Krautzberger: Es geht hier um zwei Themen. Erstens muss auch in der Landwirtschaft das Verursacherprinzip gelten. Die Landwirtschaft darf nicht das Recht haben, die Umwelt so zu belasten, dass akzeptable Grenzwerte überschritten werden. Da kann man keinen Sonderstatus schaffen. Die Landwirte reklamieren dann immer Mehrkosten. Das mag sein. Ich sehe auch, dass die derzeitigen Lebensmittelpreise viel zu niedrig sind. Die externen Kosten der Agrarproduktion, die durch die Umweltschäden entstehen, werden ja keinesfalls über die Lebensmittelpreise abgegolten, sondern von der Allgemeinheit getragen. Damit kommen wir zu dem zweiten Thema. Umweltleistungen von Landwirten, die über gesetzlich zu verankernde Mindeststandards hinausgehen, müssen natürlich entsprechend honoriert werden. Erreichen können wir das aber nur durch einen Umbau im gesamten Fördersystem für die Landwirtschaft. Dazu müssen die zweite Säule in der EU-Agrarförderung stärker gewichtet und Mittel aus der ersten Säule umgeschichtet werden. Es wäre wünschenswert, wenn Deutschland bei der nächsten GAP-Reform eine konstruktive Rolle in dieser Richtung einnimmt.

Welche Erfahrungen machen Sie, wenn Sie Ihre Vorschläge vor Landwirten präsentieren?

Krautzberger: Ich treffe bei Veranstaltungen immer wieder Landwirte, die vorbildlich arbeiten. Dazu gehört beispielsweise die jährliche Verleihung des WWF-Preises ‚Ostseelandwirt des Jahres‘ – unter den bisherigen Preisträgern befinden sich übrigens auch konventionelle Landwirte. Anders erlebe ich Begegnungen mit dem Präsidium des Deutschen Bauernverbandes. Da kommt mir mehr Widerstand entgegen. Schön wäre es, wenn die Interessenvertretung der Landwirte aufhört, die Kollegen zu verteidigen, die sich am wenigsten um die Umwelt bemühen. Wir alle im UBA würden uns wünschen, dass sich der Bauernverband mehr an den Kollegen orientiert, die in ökologischer Hinsicht zu den Vorreitern zählen.

Müssen Hersteller von chemischem Pflanzenschutz um ihre Absatzmärkte bangen?

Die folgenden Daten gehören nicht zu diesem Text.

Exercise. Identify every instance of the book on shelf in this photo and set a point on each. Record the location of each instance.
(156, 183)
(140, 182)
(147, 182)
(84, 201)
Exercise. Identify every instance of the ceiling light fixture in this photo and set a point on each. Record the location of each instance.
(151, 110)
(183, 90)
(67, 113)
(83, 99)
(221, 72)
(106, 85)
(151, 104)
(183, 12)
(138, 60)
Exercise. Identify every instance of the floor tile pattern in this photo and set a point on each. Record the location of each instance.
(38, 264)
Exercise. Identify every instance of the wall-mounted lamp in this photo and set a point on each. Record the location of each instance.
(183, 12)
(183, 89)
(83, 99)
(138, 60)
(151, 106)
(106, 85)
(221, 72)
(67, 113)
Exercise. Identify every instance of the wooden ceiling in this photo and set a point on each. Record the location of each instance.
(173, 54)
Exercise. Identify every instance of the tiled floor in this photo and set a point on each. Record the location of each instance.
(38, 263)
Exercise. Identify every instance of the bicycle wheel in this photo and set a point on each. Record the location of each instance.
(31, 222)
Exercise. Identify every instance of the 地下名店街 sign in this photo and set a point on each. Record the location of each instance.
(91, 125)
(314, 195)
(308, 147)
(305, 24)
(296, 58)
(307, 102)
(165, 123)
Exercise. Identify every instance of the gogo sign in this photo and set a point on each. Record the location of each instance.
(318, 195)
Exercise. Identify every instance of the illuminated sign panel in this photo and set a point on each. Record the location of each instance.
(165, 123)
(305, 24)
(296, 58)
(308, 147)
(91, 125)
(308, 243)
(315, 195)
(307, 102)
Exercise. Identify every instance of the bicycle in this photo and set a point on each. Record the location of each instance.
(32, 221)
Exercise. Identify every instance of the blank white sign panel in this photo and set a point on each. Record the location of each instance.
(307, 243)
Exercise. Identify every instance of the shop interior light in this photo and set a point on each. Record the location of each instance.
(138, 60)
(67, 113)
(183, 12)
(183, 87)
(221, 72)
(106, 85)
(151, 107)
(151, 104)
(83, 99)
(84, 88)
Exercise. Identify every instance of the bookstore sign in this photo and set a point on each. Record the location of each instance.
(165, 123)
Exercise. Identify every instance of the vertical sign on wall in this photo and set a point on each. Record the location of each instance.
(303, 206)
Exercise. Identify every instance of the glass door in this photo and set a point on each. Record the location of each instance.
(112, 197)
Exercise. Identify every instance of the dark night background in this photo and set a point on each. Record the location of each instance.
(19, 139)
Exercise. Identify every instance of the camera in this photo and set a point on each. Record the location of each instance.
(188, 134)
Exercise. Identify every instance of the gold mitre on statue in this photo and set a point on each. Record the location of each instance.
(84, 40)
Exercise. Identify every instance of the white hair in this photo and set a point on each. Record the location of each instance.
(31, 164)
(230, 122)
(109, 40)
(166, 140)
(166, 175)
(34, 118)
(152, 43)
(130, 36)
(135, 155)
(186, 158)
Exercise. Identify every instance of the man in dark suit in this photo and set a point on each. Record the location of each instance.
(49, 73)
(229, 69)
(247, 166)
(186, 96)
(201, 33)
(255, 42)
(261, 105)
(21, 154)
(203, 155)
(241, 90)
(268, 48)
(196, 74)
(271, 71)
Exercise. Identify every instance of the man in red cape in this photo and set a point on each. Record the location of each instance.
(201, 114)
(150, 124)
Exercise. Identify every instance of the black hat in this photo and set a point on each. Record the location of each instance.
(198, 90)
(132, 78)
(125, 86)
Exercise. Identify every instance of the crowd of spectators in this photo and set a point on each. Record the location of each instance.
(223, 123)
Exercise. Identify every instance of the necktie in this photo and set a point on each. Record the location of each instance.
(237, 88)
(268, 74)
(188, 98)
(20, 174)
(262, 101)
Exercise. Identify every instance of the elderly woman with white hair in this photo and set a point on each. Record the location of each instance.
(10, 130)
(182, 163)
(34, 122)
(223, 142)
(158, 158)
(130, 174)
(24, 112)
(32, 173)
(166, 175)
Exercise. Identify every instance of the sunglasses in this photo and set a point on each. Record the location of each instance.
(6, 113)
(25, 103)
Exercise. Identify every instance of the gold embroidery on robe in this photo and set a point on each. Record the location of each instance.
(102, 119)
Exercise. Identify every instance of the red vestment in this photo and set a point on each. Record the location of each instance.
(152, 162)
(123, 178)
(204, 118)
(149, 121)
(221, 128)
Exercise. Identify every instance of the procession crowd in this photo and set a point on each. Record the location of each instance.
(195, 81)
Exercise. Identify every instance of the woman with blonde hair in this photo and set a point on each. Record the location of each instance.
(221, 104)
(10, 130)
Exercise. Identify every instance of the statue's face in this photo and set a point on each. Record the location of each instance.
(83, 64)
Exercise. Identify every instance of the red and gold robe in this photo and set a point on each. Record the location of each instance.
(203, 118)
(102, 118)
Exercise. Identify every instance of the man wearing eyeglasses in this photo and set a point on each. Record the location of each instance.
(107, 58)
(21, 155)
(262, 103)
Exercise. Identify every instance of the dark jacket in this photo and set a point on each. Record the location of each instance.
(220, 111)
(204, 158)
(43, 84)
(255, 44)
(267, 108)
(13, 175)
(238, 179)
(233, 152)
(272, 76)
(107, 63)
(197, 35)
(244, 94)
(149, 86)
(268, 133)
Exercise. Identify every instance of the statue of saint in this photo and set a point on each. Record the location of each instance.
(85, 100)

Krautzberger: Wir sagen doch nicht: ‚Chemischen Pflanzenschutz darf es nicht geben‘. Wir akzeptieren, dass es ihn gibt, und wir machen einen Vorschlag, wie man damit umgehen kann – und zwar in einer umweltverträglichen Art und Weise. Unser Fünf-Punkte-Programm zum Pflanzenschutz ist ein Angebot zum Dialog. Das ist nicht als Konfliktpapier geschrieben. Natürlich sinkt bei der Umsetzung der Vorschläge der Absatz von Pflanzenschutzmitteln. Doch das Beharren auf einem Status quo oder gar einer Erweiterung von Absatzmärkten mit Pflanzenschutzmitteln, die aus guten Gründen in die Kritik geraten sind, hilft der chemischen Industrie nicht weiter. Die Zukunftsperspektive einzunehmen heißt auch, verstärkt die Nachhaltigkeit mit in den Blick zu nehmen. Das ist der Dialog, den wir uns wünschen.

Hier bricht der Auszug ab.